The Psalmist’s prayer describes our longing for God as a deep instinctive thirst. Without water, the land withers and dies. Without God, our lives become a desert of frustrated hope.

Such was the plight of Israel’s fleeing tribes as they encountered the Sinai wilderness for the first time. The God who had heard their cries, who had delivered them from bondage, was soon forgotten. “Tormented by thirst, the people complained against Moses. ‘Why did you bring us out of Egypt? Was it so that I should die of thirst, my children too, and my cattle?’”

Later generations were to remember this incident as a cautionary tale, a reminder that without God our frailty hardens into rebellion, a rebellion that isolates us from God, the creator and sustainer of all life.

“Oh that today you would listen to his voice! Harden not your hearts as on that day at Massah in the desert when your fathers put me to the test, when they tried me, though they saw my work.”
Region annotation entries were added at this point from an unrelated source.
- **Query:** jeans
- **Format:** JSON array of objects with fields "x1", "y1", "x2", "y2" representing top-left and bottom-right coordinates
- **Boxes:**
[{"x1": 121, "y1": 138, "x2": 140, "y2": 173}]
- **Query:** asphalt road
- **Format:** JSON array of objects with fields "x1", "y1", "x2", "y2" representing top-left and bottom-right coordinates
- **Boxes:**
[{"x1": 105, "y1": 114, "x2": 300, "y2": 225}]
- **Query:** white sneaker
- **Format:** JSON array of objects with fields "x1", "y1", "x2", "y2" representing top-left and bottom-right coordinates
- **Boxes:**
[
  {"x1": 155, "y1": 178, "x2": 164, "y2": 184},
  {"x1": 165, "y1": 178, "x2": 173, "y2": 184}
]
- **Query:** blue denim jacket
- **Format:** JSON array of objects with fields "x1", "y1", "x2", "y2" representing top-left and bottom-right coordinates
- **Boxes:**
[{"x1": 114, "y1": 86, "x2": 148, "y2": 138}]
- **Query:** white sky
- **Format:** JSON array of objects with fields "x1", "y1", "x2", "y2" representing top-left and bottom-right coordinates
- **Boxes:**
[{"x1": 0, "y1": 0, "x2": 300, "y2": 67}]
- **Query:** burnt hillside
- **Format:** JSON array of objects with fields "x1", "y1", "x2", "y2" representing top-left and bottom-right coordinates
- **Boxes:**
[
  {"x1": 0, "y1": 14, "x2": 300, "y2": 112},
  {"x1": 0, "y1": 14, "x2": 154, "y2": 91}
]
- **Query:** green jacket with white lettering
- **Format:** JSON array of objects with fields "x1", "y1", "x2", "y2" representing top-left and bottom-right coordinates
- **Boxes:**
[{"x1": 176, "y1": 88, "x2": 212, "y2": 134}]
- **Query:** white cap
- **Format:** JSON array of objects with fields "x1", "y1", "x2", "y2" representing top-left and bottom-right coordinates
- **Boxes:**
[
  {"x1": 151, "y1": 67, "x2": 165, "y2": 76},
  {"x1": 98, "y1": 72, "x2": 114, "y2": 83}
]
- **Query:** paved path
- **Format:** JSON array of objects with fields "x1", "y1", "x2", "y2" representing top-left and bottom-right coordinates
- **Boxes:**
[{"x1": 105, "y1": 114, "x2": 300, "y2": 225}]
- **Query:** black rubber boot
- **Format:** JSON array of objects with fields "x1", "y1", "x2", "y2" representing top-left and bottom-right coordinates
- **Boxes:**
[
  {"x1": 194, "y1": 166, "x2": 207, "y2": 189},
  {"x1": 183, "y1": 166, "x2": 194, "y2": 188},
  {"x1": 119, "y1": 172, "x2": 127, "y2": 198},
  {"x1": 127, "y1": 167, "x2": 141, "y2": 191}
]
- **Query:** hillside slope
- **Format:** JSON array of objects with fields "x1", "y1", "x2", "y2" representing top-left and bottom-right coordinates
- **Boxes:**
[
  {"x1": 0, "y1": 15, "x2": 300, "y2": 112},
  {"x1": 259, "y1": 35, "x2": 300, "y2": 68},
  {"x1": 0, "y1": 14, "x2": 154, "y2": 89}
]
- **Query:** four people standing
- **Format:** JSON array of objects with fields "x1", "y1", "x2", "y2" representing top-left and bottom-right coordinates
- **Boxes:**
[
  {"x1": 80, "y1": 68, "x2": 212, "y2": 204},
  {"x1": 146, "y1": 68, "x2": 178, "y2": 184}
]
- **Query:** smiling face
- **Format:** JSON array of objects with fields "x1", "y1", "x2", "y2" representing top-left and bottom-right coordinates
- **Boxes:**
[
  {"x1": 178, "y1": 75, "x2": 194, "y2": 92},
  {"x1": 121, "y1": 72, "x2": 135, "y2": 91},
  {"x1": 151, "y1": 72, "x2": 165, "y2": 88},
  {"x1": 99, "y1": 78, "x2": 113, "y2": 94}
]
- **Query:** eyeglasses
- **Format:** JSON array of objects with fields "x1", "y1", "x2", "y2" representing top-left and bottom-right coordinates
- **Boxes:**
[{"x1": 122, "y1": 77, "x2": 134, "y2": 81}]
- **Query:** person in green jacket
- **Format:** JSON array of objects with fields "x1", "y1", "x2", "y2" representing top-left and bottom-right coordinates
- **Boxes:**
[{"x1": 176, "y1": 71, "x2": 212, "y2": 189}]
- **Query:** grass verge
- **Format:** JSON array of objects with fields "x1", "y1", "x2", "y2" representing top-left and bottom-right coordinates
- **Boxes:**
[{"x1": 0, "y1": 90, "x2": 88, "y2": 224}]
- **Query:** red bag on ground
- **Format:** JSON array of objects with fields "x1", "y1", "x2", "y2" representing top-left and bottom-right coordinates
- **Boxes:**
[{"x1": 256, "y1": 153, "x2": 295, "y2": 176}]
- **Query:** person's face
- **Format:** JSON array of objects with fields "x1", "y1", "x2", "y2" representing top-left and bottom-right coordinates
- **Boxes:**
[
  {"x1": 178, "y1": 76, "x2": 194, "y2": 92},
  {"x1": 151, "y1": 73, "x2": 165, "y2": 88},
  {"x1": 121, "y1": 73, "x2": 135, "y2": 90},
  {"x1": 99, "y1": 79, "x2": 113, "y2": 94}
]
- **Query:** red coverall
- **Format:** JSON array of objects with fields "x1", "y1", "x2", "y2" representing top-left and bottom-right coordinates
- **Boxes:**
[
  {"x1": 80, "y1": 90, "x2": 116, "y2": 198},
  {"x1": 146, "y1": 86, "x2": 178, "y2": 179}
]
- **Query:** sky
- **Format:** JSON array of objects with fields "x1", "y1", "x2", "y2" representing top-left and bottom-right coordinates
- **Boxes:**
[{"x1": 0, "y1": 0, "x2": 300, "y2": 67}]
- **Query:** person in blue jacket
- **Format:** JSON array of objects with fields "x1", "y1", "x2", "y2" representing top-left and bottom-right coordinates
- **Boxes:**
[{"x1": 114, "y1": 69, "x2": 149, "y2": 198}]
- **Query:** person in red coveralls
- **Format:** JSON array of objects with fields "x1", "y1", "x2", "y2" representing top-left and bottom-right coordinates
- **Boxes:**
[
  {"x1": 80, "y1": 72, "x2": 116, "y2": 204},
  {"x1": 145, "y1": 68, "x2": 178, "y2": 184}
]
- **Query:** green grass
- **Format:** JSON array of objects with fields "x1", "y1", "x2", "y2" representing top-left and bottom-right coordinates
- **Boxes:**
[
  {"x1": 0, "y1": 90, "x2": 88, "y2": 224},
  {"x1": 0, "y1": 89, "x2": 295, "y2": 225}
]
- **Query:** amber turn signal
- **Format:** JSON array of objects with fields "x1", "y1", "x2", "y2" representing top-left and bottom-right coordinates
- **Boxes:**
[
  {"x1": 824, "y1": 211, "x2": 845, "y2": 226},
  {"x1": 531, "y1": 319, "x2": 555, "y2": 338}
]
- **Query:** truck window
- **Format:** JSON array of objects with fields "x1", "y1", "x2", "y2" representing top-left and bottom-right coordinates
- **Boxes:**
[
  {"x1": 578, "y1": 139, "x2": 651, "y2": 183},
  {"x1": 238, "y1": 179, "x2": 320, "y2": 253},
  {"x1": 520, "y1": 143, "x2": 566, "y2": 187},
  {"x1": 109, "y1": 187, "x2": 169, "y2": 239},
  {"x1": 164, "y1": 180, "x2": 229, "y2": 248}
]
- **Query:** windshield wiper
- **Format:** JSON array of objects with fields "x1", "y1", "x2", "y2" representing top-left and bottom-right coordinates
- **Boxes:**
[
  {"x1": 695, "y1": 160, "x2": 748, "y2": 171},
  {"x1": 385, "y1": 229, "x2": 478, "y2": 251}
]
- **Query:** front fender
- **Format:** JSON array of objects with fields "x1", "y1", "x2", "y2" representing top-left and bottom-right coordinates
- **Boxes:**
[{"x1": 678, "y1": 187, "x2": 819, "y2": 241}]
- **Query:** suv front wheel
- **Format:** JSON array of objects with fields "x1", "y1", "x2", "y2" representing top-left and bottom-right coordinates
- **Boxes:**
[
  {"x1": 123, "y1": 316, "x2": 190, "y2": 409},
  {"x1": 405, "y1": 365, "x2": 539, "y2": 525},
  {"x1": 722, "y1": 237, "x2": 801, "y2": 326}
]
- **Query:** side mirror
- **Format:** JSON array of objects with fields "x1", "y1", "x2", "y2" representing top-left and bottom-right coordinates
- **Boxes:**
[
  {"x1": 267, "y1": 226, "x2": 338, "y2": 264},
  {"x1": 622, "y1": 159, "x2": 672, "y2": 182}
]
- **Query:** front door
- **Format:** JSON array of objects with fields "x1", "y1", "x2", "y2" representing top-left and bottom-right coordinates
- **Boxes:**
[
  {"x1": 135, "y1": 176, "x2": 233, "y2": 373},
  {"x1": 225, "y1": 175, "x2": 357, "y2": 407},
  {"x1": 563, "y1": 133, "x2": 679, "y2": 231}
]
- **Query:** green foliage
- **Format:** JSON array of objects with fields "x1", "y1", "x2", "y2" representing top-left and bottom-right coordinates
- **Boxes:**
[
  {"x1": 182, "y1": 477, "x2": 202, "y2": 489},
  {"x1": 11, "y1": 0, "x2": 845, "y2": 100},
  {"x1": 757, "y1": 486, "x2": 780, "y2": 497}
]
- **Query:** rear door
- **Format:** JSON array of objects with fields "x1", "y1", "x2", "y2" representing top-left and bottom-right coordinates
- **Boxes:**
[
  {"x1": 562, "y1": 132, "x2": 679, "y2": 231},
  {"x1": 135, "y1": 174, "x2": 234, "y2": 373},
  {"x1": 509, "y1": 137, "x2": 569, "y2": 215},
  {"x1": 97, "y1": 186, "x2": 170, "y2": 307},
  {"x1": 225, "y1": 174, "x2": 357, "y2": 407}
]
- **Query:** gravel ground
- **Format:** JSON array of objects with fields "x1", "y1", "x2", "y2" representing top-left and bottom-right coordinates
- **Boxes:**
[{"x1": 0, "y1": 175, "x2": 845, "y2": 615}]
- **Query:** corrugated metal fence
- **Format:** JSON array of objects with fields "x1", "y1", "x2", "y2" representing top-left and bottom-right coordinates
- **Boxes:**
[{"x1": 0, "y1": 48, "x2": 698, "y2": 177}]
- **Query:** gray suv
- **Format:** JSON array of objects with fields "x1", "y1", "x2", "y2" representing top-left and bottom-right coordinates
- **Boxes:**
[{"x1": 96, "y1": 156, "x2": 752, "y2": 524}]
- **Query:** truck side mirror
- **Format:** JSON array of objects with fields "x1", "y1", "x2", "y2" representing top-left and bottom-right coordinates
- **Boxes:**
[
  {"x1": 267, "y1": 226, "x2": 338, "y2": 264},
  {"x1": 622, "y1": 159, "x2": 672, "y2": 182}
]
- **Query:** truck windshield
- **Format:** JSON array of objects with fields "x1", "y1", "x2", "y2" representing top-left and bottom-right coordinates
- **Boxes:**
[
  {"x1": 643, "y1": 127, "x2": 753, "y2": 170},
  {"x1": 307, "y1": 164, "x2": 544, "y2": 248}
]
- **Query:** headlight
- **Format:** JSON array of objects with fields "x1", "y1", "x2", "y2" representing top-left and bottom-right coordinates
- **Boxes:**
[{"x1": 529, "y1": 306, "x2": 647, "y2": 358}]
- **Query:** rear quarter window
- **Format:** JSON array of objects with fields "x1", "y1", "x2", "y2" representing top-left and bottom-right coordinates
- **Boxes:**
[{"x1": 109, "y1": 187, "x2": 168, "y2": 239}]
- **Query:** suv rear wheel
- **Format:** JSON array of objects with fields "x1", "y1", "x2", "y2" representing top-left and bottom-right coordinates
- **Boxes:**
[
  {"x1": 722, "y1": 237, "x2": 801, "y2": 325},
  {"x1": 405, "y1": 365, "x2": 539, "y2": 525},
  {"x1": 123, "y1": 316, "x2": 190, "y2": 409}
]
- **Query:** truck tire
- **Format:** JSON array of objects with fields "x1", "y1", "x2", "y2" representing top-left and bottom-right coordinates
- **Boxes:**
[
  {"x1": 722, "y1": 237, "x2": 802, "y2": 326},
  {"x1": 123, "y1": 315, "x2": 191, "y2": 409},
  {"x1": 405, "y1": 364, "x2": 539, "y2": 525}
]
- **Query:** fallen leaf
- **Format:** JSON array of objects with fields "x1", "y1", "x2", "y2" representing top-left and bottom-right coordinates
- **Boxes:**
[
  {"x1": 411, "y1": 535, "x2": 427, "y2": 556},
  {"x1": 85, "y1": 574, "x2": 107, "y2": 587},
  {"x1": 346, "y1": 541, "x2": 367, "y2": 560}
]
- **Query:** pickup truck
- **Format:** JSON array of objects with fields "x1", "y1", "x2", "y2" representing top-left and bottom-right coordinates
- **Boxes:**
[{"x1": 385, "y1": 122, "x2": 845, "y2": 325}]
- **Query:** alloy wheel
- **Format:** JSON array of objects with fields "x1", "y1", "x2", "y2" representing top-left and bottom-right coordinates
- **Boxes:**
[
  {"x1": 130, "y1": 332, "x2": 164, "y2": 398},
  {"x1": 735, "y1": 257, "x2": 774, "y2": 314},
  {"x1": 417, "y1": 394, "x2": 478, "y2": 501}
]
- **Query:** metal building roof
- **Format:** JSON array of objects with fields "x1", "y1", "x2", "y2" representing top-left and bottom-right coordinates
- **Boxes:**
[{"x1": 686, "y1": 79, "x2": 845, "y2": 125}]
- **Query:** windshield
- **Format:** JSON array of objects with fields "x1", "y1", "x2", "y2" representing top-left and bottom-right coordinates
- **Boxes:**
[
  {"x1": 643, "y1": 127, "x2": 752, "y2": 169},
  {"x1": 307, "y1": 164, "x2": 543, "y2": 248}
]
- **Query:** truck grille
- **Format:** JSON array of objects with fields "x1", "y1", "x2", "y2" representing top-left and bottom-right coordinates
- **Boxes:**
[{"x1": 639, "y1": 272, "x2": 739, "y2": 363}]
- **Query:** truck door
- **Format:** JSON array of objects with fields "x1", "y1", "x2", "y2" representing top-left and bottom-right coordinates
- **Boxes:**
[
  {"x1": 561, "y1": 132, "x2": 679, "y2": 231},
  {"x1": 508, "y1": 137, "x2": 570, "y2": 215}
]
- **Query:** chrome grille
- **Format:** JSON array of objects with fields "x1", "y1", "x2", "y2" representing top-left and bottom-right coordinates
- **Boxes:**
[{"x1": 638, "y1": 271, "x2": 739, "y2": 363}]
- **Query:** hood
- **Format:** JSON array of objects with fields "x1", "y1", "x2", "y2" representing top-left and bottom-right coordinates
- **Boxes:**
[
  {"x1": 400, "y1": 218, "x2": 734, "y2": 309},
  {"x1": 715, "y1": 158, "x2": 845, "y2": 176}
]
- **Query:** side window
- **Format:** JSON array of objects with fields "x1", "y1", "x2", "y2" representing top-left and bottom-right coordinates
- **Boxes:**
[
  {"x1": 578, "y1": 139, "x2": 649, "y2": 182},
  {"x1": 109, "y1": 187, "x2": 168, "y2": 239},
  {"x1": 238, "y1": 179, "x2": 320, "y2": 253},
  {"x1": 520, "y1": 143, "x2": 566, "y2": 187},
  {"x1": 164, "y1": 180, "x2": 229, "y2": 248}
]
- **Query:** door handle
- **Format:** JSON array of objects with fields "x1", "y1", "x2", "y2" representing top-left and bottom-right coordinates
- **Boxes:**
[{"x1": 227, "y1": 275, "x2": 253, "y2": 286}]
On that occasion the God of Israel had answered the rebellion of his people with water springing from the rock. Later generations would see Jesus as the fulfilment of God’s promise to sustain his people through their wilderness of sin and need.

Lent is the season that calls us to acknowledge the wilderness of sin, a failing love that so easily creeps into our lives.

The encounter of Jesus with the Samaritan woman reminds us that a loving God leads us to himself beyond our many needs. From the beginning this meeting became a reassurance to any sinner feeling that they had strayed so far as to put themselves beyond God’s care.

The Samaritan woman was surprised that Jesus had approached her, asking for a drink. “What? You are a Jew and you ask me for a drink?”

Many at that time considered the rift between the Jewish and Samaritan communities to be beyond healing. As Jesus reached beyond the prejudice of this Samaritan woman, so he reaches beyond the defences and fears of the sinner.

A meeting begun with a simple request for water became the revelation of Christ as the source of life. “Whoever drinks this water will get thirsty again; anyone who drinks the water that I shall give will never be thirsty again: the water that I shall give will turn into a living spring inside him, welling up to eternal life.”

During Lent let us recognise our sin as the well that promises abundance, but can never satisfy. May every unfulfilled longing bring us into the presence of Christ, the living spring at the heart of our being.